I am not sure that this evidence is clearly material. While I know that evidentiary rules are a little more relaxed in the penalty phase, I also know that there is a big disagreement among courts about what qualifies as Chambers evidence. In my state, a statement from a codefendant in a multi-person offense is rarely viewed as Chambers evidence because our courts tend to view the part of the statement which is an admission against interest (I did it) as separate from the part that is exculpatory of the codefendant (John wasn't part of the plan).

Posted by: tmm | Apr 3, 2023 10:36:08 AM

Is that the standard? It has to be "clearly material?"

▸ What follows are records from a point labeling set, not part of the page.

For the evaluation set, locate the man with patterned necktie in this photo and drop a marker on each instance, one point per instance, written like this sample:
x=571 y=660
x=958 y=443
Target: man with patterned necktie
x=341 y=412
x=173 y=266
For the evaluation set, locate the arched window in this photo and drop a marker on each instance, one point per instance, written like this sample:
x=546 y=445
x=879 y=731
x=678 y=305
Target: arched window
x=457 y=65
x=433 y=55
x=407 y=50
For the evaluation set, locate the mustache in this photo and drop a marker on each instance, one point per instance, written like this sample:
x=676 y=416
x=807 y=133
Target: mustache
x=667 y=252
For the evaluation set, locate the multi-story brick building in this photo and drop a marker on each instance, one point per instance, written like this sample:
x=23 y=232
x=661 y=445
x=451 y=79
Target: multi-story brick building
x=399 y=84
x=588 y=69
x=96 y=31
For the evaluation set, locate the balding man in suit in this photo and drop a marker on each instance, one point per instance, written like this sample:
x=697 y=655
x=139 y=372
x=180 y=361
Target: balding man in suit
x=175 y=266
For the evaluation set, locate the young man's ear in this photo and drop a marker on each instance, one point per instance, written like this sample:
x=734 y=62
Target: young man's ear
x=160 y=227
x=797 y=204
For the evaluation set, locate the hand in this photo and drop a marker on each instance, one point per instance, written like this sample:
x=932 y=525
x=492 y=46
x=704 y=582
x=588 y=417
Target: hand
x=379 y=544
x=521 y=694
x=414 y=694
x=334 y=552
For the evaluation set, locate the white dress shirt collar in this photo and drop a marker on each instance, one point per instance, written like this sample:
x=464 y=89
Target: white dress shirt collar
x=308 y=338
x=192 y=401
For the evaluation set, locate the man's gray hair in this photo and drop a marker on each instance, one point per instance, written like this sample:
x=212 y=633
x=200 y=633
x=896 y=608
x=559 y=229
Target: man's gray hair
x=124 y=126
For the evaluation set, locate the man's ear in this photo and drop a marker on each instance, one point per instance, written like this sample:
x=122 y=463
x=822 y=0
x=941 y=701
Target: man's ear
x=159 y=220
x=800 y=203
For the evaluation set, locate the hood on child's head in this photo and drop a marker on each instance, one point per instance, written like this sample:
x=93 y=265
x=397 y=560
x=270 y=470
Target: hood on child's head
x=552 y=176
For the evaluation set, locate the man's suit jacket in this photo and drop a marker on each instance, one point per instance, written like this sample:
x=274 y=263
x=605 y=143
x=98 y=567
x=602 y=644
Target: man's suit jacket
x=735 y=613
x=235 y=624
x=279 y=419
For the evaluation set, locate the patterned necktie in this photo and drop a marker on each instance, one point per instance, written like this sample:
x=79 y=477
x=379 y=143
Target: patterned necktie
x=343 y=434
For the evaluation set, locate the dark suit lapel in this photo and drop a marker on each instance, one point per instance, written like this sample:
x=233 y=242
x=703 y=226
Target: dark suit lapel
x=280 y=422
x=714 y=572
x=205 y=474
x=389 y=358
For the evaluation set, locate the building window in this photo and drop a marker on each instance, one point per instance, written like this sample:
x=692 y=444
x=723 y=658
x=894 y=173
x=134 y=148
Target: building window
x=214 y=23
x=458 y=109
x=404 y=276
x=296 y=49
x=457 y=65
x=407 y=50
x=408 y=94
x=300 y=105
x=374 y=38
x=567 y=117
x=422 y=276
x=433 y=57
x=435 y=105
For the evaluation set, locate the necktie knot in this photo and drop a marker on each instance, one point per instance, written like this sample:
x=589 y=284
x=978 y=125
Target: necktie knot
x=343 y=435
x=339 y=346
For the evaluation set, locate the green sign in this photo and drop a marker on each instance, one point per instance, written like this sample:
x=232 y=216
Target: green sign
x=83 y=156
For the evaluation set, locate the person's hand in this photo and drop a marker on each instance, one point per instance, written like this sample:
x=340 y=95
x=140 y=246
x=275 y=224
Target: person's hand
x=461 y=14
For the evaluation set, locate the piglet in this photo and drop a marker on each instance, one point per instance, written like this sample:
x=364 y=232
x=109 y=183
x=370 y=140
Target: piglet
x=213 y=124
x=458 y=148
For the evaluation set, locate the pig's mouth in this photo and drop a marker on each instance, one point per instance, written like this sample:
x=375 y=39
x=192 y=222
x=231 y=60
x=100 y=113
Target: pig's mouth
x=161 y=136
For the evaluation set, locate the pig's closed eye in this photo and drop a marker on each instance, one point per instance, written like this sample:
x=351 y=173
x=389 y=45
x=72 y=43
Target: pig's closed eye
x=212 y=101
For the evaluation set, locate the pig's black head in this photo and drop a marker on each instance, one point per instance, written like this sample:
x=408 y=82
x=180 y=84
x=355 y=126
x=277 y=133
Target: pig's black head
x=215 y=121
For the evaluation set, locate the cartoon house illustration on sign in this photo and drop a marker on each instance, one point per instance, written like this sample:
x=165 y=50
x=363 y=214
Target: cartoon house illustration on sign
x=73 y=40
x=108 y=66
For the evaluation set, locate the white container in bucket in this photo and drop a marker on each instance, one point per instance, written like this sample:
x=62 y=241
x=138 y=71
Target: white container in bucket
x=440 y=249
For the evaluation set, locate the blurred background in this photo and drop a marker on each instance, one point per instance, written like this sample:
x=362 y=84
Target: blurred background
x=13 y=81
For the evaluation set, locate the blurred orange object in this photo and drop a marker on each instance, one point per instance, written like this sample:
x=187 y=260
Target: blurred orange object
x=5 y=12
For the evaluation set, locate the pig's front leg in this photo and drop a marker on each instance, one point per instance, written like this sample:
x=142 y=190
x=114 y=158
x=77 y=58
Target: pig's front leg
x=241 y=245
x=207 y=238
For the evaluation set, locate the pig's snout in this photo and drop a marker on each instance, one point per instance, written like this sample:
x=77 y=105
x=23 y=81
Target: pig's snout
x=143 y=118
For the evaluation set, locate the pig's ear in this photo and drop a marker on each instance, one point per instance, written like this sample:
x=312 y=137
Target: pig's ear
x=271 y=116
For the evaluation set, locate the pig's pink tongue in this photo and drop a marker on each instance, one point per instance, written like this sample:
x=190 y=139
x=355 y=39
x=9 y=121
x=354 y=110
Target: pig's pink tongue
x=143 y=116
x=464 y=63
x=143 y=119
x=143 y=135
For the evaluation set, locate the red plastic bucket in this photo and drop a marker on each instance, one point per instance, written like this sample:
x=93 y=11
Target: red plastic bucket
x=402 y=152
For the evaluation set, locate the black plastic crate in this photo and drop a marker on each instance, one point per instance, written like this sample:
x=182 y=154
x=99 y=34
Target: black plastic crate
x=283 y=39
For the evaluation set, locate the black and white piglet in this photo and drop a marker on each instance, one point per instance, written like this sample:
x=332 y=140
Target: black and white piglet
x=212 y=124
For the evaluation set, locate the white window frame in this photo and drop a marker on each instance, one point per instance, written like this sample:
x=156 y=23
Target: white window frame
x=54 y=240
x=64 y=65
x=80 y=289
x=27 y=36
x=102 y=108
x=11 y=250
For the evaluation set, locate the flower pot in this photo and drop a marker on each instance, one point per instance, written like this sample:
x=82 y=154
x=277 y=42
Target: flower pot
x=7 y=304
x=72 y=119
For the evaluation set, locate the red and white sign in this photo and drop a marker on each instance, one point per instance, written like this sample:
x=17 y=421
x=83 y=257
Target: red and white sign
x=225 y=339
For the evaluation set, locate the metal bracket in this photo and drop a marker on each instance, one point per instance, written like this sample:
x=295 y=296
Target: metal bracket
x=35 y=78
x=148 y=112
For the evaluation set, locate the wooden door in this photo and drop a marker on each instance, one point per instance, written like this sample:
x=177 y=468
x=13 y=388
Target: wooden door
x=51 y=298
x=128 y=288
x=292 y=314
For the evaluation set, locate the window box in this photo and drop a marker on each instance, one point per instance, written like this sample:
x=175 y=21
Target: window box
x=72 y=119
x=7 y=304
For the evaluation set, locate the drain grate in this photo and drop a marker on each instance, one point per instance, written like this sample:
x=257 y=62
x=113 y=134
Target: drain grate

Edge’s confession was also material to the penalty phase
of Brown’s trial. The fact that Edge confessed without naming Brown or suggesting that he had participated in the
murder supplied independent evidence corroborating

Brown’s argument that he was not present during the murder and did not intend to kill the victim. Because Louisiana
law requires the jury to consider whether the defendant
was a “relatively minor” participant in the offense, as well
as “[a]ny other relevant mitigating circumstance,” La. Code
Crim. Proc. Ann., Arts. 905.3 and 905.5, Brown could have
used Edge’s confession to bolster his mitigation case. And
had Brown’s jury been presented with the confession, there
is a reasonable probability that at least one juror might
have viewed Brown’s culpability in a different light. See
Cone v. Bell, 556 U. S. 449, 475 (2009) (penalty phase materiality turns on whether, had the evidence not been suppressed, there was a reasonable probability that at least
one juror might have voted to “imprison [the defendant] for
life rather than sentence him to death”); see also Wearry,
577 U. S., at 392 (to be material, the suppressed evidence
need only be “sufficient to undermine confidence in the verdict” (internal quotation marks omitted)).

Seems material.

Posted by: whatever | Apr 3, 2023 11:30:31 AM

Whatever, you are assuming that it would have been admissible in the penalty phase. If admissible, it would corroborate the defendant's argument. But if it is not admissible, then it is not material. My point was that the Louisiana courts could have determined that the codefendant's confession was not admissible and, if it's not admissible, then it is also not material.

The Justice's terminology is "plainly material." That terminology reflects that this case is on appeal. At the trial court, the test is whether it is material. But to reverse the trial court, the appellate court has to find that the trial court erred with due deference to the rulings of the trial court. If the trial court's conclusions are merely debatable, that is normally not error. I am not seeing a significant difference between plainly material and clearly material. Other than that they are slightly different standards of review on appeal with plain error being an even higher standard than clear error.

Posted by: tmm | Apr 3, 2023 2:41:06 PM

It doesn't have to be admissible to be material. It just has to lead to admissible evidence that could support an alternative theory or add reasonable doubt.